De implicaties voor ontwikkelingslanden zijn beperkt. Onderhavig voorstel harmoniseert de interne markt voor bemestingsproducten. Handel met derde landen wordt door dit voorstel niet gereguleerd. De onderhavige regelgeving zal echter wel een standaard gaan vormen voor meststofproducenten binnen de Unie. De producten naar derde landen zullen waarschijnlijk grotendeels gaan voldoen aan deze regelgeving.

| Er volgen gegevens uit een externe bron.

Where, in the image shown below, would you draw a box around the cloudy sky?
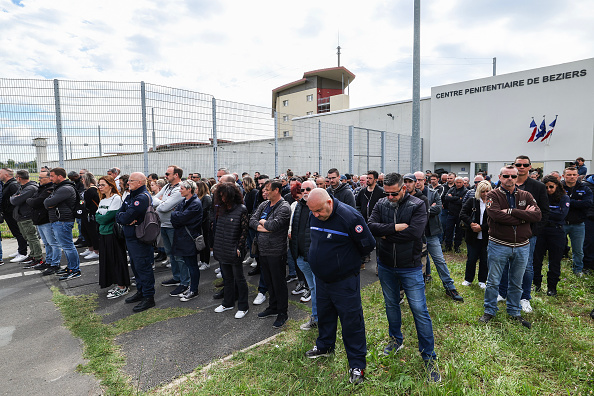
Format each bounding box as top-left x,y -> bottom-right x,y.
0,0 -> 594,107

De import van meststoffen uit derde landen zal ook moeten voldoen aan de eisen van het onderhavige voorstel, dat betekent enerzijds een vereenvoudiging van de markttoegang, maar ook strengere milieueisen.


X Noot
1

Groeimedia: Kunstmatige bodem voor plantengroei, bijvoorbeeld potgrond of kokosvezels.

X Noot
2

Agronomische toevoegmiddelen: Producten die aan meststoffen worden toegevoegd om de werking van de meststoffen te verbeteren, bijvoorbeeld nitrificatieremmers.

X Noot
3

Biostimulanten: Innovatieve producten met een indirecte bemestende waarde, bijvoorbeeld door het voorkomen van abiotische stress of toevoeging van micro-organismen, die nutriëntopname versterken.

X Noot
4

Einde-afvalstatus: De reststroom valt niet meer onder de kaderrichtlijn afval en kan gebruikt worden als grondstof voor het maken van producten.